Footnote: 5     5Kory's study examined only 468 “male subjects . . . selected from hospital employees, patients, medical students, resident and full-time physicians of the participating hospitals.” This is, by no means, a representative cross-section of society. For instance, I can find no discussion in the Kory study of factors such as race, gender, or national origin of the test subjects -- all factors which can affect the outcome of pulmonary function testing, and all factors which implicate an equal protection analysis.
    It also appears that Kory did not account for geographic factors such as the altitude of the test, exposure by the test subjects to environmental and occupational pollution, and socioeconomic status. The body and head position of the test subjects, as well as the time of day that the tests were conducted, are also not discussed. All of these factors can alter a test subject's breathing results. See American Thoracic Society, “Lung Function Testing: Selection of Reference Values and Interpretive Strategies,” 144 Am.Rev. of Resp. Disease 1202, 1203-1205 (1991).

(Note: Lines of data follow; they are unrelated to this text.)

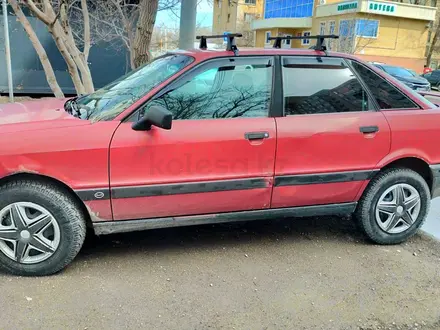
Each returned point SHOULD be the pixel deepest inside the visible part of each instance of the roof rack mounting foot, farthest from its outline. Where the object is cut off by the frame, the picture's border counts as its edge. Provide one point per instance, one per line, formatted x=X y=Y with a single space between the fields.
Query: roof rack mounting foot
x=230 y=39
x=320 y=41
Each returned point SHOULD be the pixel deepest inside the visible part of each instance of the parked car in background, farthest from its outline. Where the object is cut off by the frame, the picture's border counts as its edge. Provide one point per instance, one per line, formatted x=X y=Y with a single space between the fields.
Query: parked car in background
x=408 y=77
x=433 y=78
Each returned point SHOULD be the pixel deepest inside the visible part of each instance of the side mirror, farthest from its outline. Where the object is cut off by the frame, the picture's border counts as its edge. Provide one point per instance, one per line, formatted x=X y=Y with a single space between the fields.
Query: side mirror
x=155 y=116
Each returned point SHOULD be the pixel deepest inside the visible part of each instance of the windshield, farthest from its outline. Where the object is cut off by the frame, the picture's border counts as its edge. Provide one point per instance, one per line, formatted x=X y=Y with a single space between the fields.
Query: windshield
x=109 y=101
x=396 y=71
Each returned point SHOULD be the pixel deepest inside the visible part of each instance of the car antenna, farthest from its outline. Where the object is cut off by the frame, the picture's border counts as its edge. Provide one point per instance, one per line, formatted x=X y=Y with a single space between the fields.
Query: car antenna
x=230 y=41
x=320 y=41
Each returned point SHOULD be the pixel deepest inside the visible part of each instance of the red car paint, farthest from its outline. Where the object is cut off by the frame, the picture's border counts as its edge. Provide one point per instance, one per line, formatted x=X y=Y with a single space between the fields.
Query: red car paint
x=41 y=139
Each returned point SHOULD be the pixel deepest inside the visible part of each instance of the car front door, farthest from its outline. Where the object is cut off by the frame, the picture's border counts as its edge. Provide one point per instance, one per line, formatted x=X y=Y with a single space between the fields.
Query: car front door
x=330 y=138
x=219 y=154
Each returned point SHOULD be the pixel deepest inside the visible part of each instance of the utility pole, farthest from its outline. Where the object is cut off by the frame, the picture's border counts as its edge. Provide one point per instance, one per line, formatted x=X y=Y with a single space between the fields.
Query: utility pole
x=7 y=50
x=188 y=13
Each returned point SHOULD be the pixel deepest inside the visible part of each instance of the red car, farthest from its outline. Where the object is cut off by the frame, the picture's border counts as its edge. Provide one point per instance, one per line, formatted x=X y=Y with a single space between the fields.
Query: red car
x=203 y=137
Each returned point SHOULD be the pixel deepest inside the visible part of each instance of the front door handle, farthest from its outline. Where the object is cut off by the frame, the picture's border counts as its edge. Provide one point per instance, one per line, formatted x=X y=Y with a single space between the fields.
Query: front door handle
x=368 y=129
x=256 y=135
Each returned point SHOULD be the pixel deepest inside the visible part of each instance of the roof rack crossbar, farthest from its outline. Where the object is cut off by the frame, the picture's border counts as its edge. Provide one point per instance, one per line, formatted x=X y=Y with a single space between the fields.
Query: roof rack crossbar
x=320 y=43
x=230 y=46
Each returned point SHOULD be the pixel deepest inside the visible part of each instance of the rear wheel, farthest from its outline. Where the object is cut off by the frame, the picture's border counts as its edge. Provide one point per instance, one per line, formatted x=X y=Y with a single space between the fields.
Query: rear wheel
x=41 y=228
x=394 y=206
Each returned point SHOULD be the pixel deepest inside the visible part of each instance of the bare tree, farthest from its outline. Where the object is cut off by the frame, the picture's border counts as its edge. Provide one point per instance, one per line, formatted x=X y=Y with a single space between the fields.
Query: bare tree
x=47 y=67
x=128 y=25
x=76 y=25
x=56 y=16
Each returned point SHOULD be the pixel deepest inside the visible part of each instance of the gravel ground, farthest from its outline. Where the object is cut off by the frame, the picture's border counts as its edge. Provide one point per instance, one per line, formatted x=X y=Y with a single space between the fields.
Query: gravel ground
x=315 y=273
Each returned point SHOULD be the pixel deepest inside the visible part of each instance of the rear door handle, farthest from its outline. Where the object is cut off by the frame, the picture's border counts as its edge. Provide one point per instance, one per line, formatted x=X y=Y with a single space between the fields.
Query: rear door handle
x=256 y=135
x=368 y=129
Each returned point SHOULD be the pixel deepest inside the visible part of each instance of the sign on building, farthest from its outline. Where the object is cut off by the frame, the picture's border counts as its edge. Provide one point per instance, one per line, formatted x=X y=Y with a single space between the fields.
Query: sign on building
x=347 y=6
x=379 y=7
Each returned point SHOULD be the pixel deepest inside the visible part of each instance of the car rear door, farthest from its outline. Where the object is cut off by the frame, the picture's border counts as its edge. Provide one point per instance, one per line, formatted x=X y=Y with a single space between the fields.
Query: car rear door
x=330 y=138
x=219 y=155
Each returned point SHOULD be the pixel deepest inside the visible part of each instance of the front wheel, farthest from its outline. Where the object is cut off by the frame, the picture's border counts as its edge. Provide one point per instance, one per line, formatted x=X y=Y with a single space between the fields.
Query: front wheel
x=41 y=228
x=394 y=206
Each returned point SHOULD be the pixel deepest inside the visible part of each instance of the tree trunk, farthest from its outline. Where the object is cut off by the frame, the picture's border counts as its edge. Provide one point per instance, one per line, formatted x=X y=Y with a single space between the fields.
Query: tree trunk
x=71 y=66
x=41 y=52
x=432 y=46
x=144 y=31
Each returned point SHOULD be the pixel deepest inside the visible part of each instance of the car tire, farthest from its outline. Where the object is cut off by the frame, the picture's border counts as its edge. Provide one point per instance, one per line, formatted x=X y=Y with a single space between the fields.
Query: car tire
x=42 y=228
x=381 y=206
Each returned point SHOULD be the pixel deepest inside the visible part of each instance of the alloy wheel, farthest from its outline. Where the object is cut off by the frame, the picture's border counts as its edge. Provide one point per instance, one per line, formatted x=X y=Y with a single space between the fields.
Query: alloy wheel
x=29 y=233
x=398 y=208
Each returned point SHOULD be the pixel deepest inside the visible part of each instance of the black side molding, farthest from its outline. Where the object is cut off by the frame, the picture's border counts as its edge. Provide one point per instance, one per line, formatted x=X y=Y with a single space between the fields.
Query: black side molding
x=303 y=179
x=368 y=129
x=112 y=227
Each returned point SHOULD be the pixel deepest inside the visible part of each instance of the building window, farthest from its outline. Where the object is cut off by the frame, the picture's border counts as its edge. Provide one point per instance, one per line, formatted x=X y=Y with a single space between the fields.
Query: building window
x=346 y=28
x=331 y=30
x=332 y=27
x=249 y=17
x=287 y=43
x=367 y=28
x=322 y=28
x=268 y=35
x=306 y=42
x=288 y=8
x=306 y=92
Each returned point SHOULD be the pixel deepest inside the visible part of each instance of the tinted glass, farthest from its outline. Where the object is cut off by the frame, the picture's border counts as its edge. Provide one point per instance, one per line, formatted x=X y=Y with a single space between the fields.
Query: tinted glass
x=321 y=85
x=109 y=101
x=386 y=95
x=239 y=88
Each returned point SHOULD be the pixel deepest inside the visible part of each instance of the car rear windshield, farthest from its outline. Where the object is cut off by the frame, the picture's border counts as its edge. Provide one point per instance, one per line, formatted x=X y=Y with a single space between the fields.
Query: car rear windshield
x=111 y=100
x=396 y=71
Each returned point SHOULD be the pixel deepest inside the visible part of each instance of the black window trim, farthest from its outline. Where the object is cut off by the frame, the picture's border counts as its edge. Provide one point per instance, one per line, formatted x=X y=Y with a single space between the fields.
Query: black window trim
x=197 y=68
x=416 y=105
x=371 y=99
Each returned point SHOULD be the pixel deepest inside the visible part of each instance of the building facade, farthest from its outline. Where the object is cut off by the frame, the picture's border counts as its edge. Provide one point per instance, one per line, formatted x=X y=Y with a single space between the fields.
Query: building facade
x=383 y=31
x=237 y=16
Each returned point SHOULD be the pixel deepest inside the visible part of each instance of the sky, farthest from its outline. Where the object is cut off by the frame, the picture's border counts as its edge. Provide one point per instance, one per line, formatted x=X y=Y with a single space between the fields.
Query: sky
x=169 y=18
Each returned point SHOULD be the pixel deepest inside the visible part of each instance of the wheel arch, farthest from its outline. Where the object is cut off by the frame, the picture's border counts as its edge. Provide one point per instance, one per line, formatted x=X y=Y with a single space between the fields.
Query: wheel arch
x=51 y=180
x=416 y=164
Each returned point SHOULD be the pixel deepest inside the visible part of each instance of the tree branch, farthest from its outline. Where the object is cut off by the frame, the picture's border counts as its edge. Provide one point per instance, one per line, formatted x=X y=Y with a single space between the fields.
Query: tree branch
x=36 y=11
x=86 y=18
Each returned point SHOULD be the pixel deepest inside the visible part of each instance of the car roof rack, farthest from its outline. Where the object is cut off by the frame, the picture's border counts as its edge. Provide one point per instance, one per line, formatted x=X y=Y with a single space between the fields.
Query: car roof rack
x=320 y=41
x=230 y=46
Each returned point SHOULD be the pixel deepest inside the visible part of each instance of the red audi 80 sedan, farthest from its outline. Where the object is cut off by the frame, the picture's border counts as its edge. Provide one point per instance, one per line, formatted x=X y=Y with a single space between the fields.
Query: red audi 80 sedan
x=210 y=136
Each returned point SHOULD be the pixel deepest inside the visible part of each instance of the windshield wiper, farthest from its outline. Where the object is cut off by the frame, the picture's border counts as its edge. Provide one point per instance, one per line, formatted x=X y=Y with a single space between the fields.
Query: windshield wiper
x=80 y=111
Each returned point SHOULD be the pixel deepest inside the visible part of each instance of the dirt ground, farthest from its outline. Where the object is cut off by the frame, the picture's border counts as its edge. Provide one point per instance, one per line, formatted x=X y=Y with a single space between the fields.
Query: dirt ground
x=5 y=99
x=315 y=273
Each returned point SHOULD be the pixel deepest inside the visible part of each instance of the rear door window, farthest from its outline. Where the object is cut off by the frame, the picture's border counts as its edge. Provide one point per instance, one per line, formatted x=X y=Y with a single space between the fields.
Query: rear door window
x=386 y=95
x=314 y=85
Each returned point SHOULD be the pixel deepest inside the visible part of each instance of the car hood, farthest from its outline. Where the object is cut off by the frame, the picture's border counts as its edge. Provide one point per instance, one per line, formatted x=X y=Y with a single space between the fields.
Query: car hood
x=37 y=114
x=414 y=80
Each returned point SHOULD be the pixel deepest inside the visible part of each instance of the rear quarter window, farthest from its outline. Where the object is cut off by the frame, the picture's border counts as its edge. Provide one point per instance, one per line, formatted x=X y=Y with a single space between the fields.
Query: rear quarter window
x=386 y=95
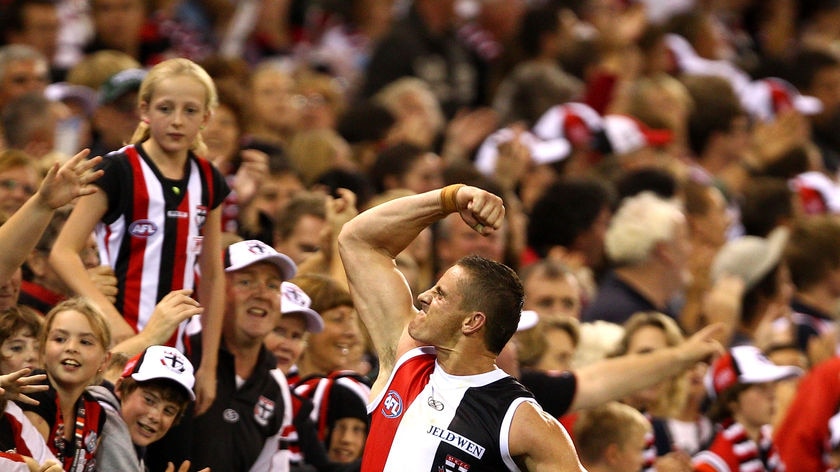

Footnote: 6     6I believe that there was a purpose behind adopting Kory: limiting every occupational pneumoconiosis claimant's ability to recover benefits for their injury. Most claimants -- in fact, most claimants' counsel -- simply do not understand Kory. They must rely upon the expertise of the Occupational Pneumoconiosis Board in interpreting any breathing tests. While the claimant's own doctor, using a standard other than Kory, may say the claimant is impaired, when the Occupational Pneumoconiosis Board tells the claimant he or she is not impaired (sub silentio, because of Kory), the claimant can only shrug in confusion and say, “Well, that's the Occupational Pneumoconiosis Board for you.” In other words, the Division's adoption of the Kory nomogram has a purpose -- it's just not a valid, decent, fair or constitutional purpose.